Converting a Movable Type blog from ISO-8859-1 to UTF-8

Let me tell you that moving an MT blog from one server to another is not necessarily a piece of cake, especially if you have the odd idea of switching the charset, from ISO-8859-1 to UTF-8 (Unicode). It took me an awful amount of time, trials and errors, and I'm documenting the process in the hope that it will save time for someone else.

The key thing to keep in mind is that switching from one charset to another, with existing content, is not a matter of changing one setting here or there. It's not because you have modified AddDefaultCharset in Apache or PublishCharset in MT that you set to go. The charset must be consistent all the way through, from the content to the receiving end. This means that the content itself has to be in UTF-8 (possibly converted from another charset), stored in the database, manipulated by your blog software and served by the web server in UTF-8. It's this consistency that can be problematic to achieve, and a source of trouble if not.

First, I transfered all the static files from the source server to the destination one (this is where you may want to upgrade your copy of MT).
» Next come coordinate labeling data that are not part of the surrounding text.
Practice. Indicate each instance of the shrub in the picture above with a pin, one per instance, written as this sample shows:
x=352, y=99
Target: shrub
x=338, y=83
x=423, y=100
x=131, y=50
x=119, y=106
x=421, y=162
Then I transferred the database, using mysqldump, connnecting from the new server directly to the source (you may not be able to do so, in wich case, you would have to transfer the resulting file):

mysqldump --default-character-set=latin1 -C -u username -p -h host --opt --skip-add-locks --skip-extended-insert database > mtdump.sql

My source database is using ISO-8859-1. The trap here is to forget to override the charset, because old versions of the mysql client (like the one on my source server) have ISO-8859-1 as the default while new ones (starting with 4.1 I think) use UTF-8.
Another trap may be to use --opt alone, which is supposed to be the best option (it's on by default on recent mysql versions). However, you may face two problems:
- you don't have permission to LOCK tables, therefore the --skip-add-locks option
- if you cannot change the max_allowed_packet variable on your destination server, you may get the following error during the import: ERROR 1153 (08S01): Got a packet bigger than 'max_allowed_packet' bytes, therefore the --skip-extended-insert option which produces a bigger file but with smaller chunks of INSERTs.

Then I converted the SQL dump from ISO-8859-1 to UTF-8:

iconv -f iso-8859-15 -t utf-8 mtdump.sql > mtutf8.sql

[Note: I use ISO-8859-15 here, because of the euro (€) sign. See this tutorial on charsets for more information on the ISO-8859/latin1 family.]

Then I used mysql, setting the proper input charset, to feed the destination database:

mysql -u username -p --default-character-set=utf8 database < mtutf8.sql

Once this is done, you'll need to configure your blogs with the proper settings at destination (notably the paths names), you'll have to rebuild the templates that are linked to files and that use accentuated characters and, of course, rebuild the whole site.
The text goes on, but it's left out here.